Ml-agents: Unable train even simplest model

Created on 30 Oct 2017  路  12Comments  路  Source: Unity-Technologies/ml-agents

Hi, guys.

I am trying to train a simple model, with 10 states(continuous) and 10 actions(discrete) and so far unsuccessful. States consist from unique numbers from 0 to 9 in random order. Action should be state index where number 7 is located. Debug log example (numbers are divided by 10):

Agent found 7 under index 8 in List: 0.2,0.5,0.3,0.9,0,0.6,0.4,0.8,0.7,0.1

Full source link https://pastebin.com/mXRrunKw . Hyperparams are default, AgentStep implementation below.

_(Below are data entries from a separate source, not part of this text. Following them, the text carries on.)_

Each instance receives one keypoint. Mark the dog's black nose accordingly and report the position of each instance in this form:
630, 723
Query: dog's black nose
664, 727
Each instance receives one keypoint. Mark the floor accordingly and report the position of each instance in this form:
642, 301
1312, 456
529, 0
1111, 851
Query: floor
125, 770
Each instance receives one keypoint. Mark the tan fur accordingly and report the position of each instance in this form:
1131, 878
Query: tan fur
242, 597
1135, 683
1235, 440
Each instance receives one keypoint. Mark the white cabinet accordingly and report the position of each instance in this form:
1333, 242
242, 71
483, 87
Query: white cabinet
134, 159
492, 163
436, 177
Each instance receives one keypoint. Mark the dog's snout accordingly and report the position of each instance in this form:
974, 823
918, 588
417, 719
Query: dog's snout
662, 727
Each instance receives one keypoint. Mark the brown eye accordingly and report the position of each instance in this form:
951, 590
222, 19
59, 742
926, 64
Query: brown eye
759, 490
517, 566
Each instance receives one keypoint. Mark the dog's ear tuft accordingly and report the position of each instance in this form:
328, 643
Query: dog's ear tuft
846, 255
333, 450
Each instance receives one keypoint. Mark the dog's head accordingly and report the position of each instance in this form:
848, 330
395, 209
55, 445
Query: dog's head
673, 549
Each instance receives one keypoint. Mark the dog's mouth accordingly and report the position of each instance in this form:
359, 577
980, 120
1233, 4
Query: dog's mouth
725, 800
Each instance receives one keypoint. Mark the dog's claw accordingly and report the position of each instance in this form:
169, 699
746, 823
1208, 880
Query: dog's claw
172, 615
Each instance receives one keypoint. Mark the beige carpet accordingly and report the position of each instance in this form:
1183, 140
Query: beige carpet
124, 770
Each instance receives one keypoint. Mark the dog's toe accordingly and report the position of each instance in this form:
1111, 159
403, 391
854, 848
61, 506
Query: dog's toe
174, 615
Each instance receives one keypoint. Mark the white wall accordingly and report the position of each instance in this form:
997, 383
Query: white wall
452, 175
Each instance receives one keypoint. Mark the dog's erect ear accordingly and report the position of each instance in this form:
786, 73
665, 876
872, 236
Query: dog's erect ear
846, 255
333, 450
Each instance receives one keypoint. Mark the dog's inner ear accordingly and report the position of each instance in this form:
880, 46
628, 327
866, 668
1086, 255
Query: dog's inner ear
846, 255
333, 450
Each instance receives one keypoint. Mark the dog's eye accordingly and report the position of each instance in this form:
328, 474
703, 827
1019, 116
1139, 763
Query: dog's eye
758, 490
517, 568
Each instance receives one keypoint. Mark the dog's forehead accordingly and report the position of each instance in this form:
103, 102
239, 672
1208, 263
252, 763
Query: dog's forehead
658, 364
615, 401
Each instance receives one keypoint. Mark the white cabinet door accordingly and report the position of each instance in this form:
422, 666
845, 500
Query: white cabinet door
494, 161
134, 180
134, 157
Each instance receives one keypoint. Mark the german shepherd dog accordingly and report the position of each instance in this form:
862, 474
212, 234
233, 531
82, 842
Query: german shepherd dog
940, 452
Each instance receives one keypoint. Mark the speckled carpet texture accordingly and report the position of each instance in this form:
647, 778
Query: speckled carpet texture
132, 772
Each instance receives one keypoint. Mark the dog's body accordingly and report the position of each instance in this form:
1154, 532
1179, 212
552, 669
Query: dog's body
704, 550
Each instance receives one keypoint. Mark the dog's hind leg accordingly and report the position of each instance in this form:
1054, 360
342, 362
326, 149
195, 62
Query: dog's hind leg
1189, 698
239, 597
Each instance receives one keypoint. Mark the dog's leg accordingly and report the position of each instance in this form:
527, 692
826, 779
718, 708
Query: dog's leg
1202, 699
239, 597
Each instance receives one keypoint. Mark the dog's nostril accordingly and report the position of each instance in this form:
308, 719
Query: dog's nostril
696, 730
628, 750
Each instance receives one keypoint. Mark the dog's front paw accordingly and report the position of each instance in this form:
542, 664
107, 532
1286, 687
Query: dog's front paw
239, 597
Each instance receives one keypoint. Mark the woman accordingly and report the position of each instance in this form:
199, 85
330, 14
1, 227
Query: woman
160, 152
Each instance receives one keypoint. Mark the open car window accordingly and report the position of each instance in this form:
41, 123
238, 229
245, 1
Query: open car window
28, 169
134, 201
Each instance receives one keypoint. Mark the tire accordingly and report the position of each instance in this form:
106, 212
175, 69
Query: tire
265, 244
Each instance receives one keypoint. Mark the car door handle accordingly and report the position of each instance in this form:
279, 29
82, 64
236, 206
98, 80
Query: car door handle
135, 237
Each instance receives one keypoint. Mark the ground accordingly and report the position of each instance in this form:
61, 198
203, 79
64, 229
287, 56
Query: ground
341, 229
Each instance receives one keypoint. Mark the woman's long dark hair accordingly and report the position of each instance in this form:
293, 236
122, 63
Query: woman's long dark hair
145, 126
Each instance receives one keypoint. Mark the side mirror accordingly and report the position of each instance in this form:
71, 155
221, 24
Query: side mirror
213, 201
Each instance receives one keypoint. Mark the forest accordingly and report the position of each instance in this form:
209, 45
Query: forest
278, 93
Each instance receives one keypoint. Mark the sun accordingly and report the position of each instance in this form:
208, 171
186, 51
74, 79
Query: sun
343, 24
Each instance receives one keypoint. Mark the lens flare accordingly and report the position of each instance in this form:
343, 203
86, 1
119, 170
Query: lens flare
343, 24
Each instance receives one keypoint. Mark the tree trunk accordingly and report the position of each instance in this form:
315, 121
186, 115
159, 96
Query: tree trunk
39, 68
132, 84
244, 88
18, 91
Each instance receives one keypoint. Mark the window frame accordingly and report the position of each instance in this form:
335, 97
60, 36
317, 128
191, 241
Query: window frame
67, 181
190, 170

What am i doing wrong?

public override List<float> CollectState()
    {
        List<float> state = new List<float>(currentState);
        return state;
    }

public override void AgentStep(float[] act)
    {
        int action = (int)act[0];

        string actionDesc = "";

        if (action < 0 || action > currentState.Count)
        {
            throw new UnityAgentsException("invalid action: " + action);
        }

        if (currentState[action] > 0.69 && currentState[action] < 0.71)
        {
            actionDesc = "Agent found 7 under index " + action + " in List: " + string.Join(",", currentState.ToArray());
            reward = 1;
            done = true;
        }
        else
        {
            actionDesc = " Agent did not found 7 with action " + action + " in List: " + string.Join(",", currentState.ToArray()) + ", debug: " + string.Join(",",act);
            reward = -0.1f;
        }

        Debug.Log(actionDesc);
    }
help-wanted needs-info

Most helpful comment

If anyone is interested update:

changing lookup number from 7 to 100 (states look like 0,1,2,3,4,5,6,100,8,9 instead of 0,1,2,3,4,5,6,7,8,9) made training process take about 5 minutes instead of never, meaning that relative difference between states is very important. Playing with time_horizon an num_epoch in this example showed that time_horizon does not influence anything (maybe because there is no connection between current state and previous state), but num_epoch does matter, the bigger the better but each step takes more real time to process, if num_epoch too low like 1-3 the training process might take very long time or never, but values over 5 did not show much difference in amount_steps_taking/real_time_seconds_pass . TensorBoard screenshot (indicator of successful training is episode length = 1) :
screen shot 2017-10-31 at 10 59 29 pm

TLDR:
the bigger relative difference between states the easier for network to spot the difference, if relative difference is too low, network training time might be close to infinity. It is possible that current PPO implementation is not sensitive enough and needs more tuning.

All 12 comments

When you say it is unsuccessful, do you mean it never finds the correct position or that it never become better at it ?
Even by luck it should at least find it sometime.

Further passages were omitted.